Indian Energy Exchange - Sits squarely in the intersection of the platforms, deregulation, anti-fossil fuels, and mass participation plays. monopoly to boot.

Relaxo Footware - Consistent compounder, Consumer, Mass market, Steady growth.

Garware Tech Fibres - Parameters are good. But the story - An old indian company (in ropes, of all things), reinvents itself, rebrands itself, and becomes a leading player in scandinavian and australian fishing nets and in general, value added fibres - the management capability (vision, direction, execution) required to be able to pull off something like that is imho, incredible.

Category 3- Basically bets.

PI Industries - solid steady growth - consistent compounder type, big old company, agro-chem. This beat both coromandel and vinati.

Suprajit - valuepipckr forum thread was what convinced me at the end. Especially donald’s notes. And especially the part about where it foresaw the decrease in halogen OEMs and went for the after-market. International, quite diversified, seems to have fixed its problems in recent past. If auto revives, is well poised for growth.

RACL Geartech - The client list. Growth is somewhat steady but the spike last year worries me. Do we have runway still?

Chemcrux - quite old, very solid management with great academic backgrounds, excellent numbers. Easiest annual reports to understand.

Dixon - Overpriced, but huge opportunities and is perfectly placed. Wins over amber for its diversification.

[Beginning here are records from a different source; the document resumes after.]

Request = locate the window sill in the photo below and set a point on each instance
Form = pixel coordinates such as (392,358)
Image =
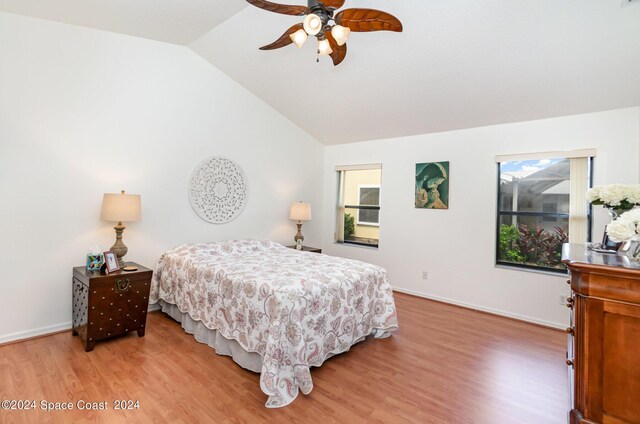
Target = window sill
(536,271)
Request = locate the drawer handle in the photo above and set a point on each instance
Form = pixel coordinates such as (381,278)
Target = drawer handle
(123,285)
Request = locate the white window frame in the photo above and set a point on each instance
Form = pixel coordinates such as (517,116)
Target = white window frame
(579,217)
(364,223)
(340,209)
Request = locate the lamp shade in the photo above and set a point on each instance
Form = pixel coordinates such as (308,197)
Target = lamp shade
(120,207)
(300,211)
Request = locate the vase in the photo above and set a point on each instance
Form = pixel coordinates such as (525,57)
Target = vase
(634,250)
(616,212)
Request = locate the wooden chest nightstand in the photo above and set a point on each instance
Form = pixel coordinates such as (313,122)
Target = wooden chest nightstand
(307,249)
(106,306)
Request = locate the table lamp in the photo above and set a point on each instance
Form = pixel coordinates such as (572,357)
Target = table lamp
(120,208)
(300,212)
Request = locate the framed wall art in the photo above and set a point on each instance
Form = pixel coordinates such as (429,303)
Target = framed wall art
(432,185)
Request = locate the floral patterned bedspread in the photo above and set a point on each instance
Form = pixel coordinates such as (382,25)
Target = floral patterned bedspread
(293,308)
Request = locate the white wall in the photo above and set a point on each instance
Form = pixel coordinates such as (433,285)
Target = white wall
(457,246)
(84,112)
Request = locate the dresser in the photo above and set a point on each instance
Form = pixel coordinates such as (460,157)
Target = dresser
(604,337)
(109,305)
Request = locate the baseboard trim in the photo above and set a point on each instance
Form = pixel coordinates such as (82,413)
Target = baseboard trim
(499,312)
(21,336)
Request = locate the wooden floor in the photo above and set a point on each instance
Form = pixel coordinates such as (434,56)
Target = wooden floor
(444,365)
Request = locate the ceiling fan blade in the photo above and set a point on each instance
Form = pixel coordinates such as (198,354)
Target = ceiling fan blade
(365,20)
(339,52)
(284,39)
(285,9)
(336,4)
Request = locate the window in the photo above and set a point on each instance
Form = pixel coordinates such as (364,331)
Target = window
(358,209)
(541,205)
(369,195)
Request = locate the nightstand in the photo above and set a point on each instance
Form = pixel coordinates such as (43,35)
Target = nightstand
(109,305)
(307,249)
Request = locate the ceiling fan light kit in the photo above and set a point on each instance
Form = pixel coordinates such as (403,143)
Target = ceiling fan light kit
(318,15)
(299,37)
(312,24)
(340,34)
(324,48)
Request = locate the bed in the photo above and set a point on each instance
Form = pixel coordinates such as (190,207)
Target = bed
(274,310)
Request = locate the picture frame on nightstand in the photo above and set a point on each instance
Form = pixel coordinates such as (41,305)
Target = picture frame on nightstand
(111,262)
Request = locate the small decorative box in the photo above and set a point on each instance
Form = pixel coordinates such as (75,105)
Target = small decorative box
(94,261)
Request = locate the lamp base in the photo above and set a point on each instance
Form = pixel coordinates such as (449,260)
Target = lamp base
(299,235)
(118,247)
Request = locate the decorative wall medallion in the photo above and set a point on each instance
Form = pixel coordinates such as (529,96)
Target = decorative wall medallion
(218,190)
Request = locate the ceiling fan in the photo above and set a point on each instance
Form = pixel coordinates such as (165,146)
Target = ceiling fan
(318,15)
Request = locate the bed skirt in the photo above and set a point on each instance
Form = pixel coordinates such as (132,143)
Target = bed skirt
(251,361)
(223,346)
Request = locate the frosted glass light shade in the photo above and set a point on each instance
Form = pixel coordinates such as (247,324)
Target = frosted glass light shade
(341,34)
(300,211)
(324,48)
(120,207)
(312,24)
(299,37)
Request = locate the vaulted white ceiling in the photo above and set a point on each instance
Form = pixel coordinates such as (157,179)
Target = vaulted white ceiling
(173,21)
(458,63)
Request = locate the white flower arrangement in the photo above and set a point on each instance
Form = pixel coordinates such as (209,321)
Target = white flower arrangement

Galaxy Surfactants - This is basically from Little champs by Saurabh Mukherjea, but their web-site was what convinced me. Also the client list. Basically a proxy for FMCG growth.

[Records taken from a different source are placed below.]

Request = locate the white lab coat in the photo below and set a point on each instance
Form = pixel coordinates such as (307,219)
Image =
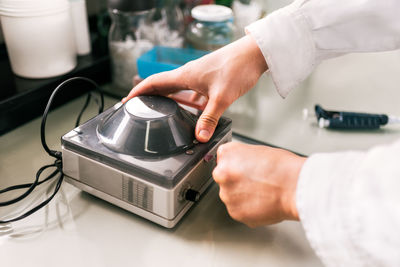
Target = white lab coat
(348,202)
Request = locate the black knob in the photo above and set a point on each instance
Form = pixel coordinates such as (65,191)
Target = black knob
(192,195)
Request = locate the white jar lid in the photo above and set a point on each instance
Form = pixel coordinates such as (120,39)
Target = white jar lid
(212,13)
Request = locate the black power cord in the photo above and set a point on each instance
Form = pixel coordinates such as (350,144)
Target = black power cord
(53,153)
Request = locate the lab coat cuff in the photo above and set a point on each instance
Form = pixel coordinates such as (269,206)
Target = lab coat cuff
(285,41)
(323,196)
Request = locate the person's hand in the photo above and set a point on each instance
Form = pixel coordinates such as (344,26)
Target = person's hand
(221,77)
(258,183)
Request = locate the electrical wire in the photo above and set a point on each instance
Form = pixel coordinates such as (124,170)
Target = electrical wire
(53,153)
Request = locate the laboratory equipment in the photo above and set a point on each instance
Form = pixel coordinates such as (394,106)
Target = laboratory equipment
(131,35)
(161,59)
(39,37)
(212,27)
(142,156)
(169,24)
(81,26)
(349,120)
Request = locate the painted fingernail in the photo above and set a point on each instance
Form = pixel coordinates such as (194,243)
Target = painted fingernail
(204,134)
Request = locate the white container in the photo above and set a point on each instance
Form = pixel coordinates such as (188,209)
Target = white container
(39,37)
(80,26)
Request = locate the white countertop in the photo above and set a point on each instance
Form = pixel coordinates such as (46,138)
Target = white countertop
(77,229)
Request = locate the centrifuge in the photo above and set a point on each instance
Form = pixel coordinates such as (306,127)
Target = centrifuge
(143,157)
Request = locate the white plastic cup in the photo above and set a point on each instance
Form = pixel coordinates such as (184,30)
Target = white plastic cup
(80,26)
(39,37)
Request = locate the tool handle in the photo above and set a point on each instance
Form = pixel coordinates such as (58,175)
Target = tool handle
(350,120)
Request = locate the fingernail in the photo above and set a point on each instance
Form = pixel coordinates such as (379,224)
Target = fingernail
(204,134)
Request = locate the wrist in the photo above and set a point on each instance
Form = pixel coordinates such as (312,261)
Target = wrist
(255,55)
(289,196)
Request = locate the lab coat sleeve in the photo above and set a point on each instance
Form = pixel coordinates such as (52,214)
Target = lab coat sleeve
(296,38)
(348,204)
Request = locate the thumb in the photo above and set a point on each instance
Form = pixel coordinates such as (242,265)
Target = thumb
(208,120)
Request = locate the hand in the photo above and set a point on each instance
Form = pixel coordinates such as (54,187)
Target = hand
(258,183)
(221,77)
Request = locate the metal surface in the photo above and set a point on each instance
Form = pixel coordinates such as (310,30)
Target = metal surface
(105,157)
(148,126)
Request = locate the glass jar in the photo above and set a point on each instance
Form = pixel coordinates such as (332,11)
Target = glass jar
(131,35)
(212,27)
(169,24)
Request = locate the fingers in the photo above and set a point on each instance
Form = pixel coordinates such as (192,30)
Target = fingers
(162,83)
(209,119)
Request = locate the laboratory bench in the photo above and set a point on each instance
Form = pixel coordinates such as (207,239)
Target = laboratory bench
(77,229)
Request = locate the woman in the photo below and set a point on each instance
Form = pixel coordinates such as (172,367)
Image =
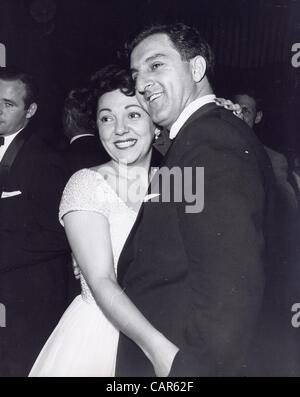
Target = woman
(98,209)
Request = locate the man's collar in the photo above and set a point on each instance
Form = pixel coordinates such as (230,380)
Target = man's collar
(79,136)
(188,111)
(9,138)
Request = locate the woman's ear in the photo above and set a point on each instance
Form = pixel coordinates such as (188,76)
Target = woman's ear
(198,65)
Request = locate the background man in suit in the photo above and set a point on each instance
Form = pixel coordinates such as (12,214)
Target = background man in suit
(85,149)
(198,277)
(34,253)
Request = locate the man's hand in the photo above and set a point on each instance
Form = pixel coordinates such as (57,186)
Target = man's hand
(76,269)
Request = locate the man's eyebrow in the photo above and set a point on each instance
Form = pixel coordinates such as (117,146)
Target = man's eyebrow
(149,59)
(133,105)
(10,101)
(104,109)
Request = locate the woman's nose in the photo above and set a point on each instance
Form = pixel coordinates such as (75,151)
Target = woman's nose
(121,127)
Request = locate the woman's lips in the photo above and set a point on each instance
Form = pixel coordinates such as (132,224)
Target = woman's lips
(125,144)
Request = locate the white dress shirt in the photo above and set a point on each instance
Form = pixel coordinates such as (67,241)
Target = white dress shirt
(7,141)
(188,111)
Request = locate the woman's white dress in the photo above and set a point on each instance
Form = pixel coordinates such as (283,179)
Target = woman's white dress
(84,343)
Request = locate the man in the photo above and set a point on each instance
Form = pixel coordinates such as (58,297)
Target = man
(85,149)
(282,289)
(196,274)
(251,105)
(34,254)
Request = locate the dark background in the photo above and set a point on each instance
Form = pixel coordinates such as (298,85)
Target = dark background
(63,41)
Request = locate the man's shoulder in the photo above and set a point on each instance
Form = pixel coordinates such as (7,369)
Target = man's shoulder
(217,126)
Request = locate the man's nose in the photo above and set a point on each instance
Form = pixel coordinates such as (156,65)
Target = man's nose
(143,82)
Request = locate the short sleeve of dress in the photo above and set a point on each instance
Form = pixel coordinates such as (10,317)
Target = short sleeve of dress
(86,190)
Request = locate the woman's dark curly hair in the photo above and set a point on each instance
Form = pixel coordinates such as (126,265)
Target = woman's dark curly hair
(107,79)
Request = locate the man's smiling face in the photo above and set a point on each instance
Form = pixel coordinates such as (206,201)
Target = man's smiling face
(164,81)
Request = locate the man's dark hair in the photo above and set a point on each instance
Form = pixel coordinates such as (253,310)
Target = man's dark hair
(107,79)
(11,74)
(77,116)
(186,39)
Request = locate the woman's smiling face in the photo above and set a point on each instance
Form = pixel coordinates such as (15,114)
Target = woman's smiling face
(126,130)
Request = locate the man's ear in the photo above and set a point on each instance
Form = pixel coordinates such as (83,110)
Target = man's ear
(31,110)
(198,65)
(258,117)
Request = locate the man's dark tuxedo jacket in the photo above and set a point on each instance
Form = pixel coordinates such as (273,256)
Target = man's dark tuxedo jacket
(34,255)
(199,277)
(85,152)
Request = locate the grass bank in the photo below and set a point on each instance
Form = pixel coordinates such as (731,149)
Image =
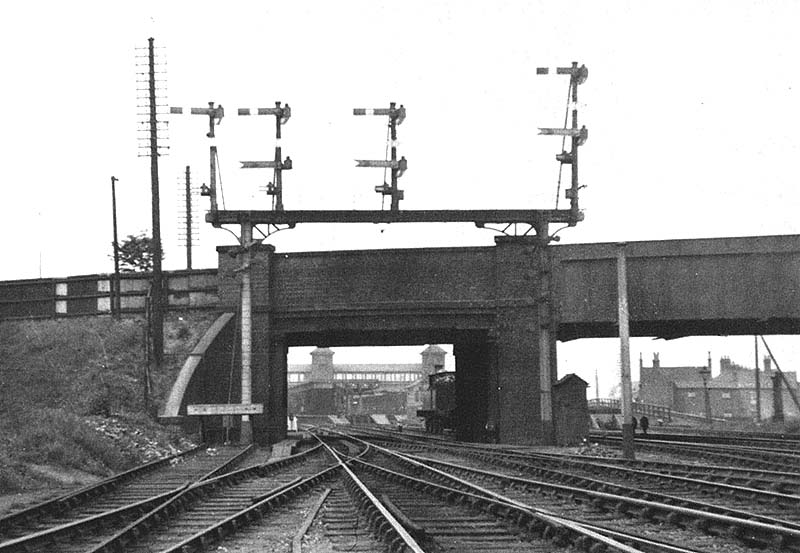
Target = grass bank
(72,396)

CDSL - again the platform play, duopoly, and consumer participation in stock market will invariably increase over the gyears.

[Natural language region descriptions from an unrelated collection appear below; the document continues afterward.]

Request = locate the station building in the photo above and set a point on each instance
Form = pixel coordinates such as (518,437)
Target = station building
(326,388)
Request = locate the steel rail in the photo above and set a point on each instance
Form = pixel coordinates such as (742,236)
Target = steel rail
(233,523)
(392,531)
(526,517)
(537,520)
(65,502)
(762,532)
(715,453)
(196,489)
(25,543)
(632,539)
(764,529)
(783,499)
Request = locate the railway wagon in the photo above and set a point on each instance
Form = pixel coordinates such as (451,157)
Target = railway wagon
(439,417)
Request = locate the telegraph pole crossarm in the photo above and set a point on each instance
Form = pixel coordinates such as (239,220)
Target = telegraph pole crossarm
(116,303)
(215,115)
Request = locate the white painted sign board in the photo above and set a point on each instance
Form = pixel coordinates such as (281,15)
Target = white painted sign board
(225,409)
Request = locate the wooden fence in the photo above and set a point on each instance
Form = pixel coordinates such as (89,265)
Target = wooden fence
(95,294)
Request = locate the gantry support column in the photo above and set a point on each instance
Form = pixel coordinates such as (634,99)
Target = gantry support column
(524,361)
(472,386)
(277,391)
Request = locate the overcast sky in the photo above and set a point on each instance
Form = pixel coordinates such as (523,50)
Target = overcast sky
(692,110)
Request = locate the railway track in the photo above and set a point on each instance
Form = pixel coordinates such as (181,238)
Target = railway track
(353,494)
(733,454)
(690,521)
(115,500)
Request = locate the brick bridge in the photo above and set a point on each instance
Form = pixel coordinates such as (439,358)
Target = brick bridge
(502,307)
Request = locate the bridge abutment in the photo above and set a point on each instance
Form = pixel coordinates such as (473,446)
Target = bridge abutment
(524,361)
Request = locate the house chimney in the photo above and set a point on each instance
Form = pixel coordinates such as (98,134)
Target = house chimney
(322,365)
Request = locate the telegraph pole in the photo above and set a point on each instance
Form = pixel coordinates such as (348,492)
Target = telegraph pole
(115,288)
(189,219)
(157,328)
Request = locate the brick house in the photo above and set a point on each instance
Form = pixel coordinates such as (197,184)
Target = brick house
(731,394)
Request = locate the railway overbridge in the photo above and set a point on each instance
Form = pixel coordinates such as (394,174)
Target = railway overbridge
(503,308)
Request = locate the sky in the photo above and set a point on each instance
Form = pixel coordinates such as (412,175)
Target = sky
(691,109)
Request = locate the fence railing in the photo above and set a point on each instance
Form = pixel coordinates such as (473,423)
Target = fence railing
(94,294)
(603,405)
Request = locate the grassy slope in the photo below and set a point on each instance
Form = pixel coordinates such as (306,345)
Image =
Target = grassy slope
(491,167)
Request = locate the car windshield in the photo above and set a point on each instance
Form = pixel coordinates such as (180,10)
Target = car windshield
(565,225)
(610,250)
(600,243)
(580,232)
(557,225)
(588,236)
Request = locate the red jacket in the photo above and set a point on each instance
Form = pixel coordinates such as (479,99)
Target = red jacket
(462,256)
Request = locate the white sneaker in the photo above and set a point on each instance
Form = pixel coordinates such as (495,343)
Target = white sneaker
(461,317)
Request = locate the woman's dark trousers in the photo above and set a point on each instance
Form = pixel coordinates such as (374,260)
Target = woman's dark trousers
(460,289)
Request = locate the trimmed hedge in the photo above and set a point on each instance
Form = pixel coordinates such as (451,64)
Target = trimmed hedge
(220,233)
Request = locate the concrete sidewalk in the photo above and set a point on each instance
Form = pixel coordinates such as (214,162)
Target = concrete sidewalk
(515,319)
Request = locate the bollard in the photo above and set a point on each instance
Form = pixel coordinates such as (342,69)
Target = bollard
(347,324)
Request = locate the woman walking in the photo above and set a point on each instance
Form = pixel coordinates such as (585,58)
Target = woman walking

Laurus - Similiar to Dixon. Very well placed, Very overpriced. Pharma tailwinds.

Suven Pharma - somewhat risky, but seems like proper value unlocking after demerger is not yet through. Plus pharma sector tailwinds.

IRCTC - monopoly. Will grow as the india railways grow.

Thats it.

Category 4 - Companies which lost out -
Affle India, AIA Engineering, Alkyl Amines, Amber Enterprises, Apollo Tricoat Tubes, Astral Poly Tech, Avenue Super., Bata India, Berger Paints, Colgate-Palmolive, Coromandel Inter, Dabur India, Deepak Nitrite, Dhanuka agritech, DISA India, Divis Labs, Frontier Springs, Gujarat Gas, Havells India, HCL Technologies, HDFC, Hind. Unilever, Honeywell Auto, Info Edg.(India), ITC, Jubilant Food., Kotak Mah. Bank, L & T Infotech, Larsen & Toubro, Lumax, Mahanagar Gas, Manappuram Fin., Mangalam Organic, Mishra Dhatu Nig, Navin Fluo.Intl., Nestle India, PPAP, Pulz Electronics, Refex Industries, Reliance Industries, Sanofi India, Shree Cement, SRF, Symphony, Tasty Bite Eat., Tata Consumer Products, Timken India, Titan Company, Trent, TTK Prestige, Hawkins, Vaibhav Global, Varun Beverages, Vinati Organics, Voltas, Axtel Industries, Maithan Alloys, MoldTek Packaging, TCS

A few questions that bother me -

Should I be entering the market at this time?
What should I be looking at for exit criteria?
What should be my monitoring frequency - in my understanding, if I have to monitor this daily, then my choices are, most probably, already wrong.

Apologies for a very long post. I understand this sort of question has probably been asked many times on this forum before so you may be tired of it. I wouldn’t have posted this, except that the current market valuations are very scary and diving in just like that seems, you know, a little foolhardy.

Any advise, ideas, suggestions, opinions - will be much appreciated. Thanks.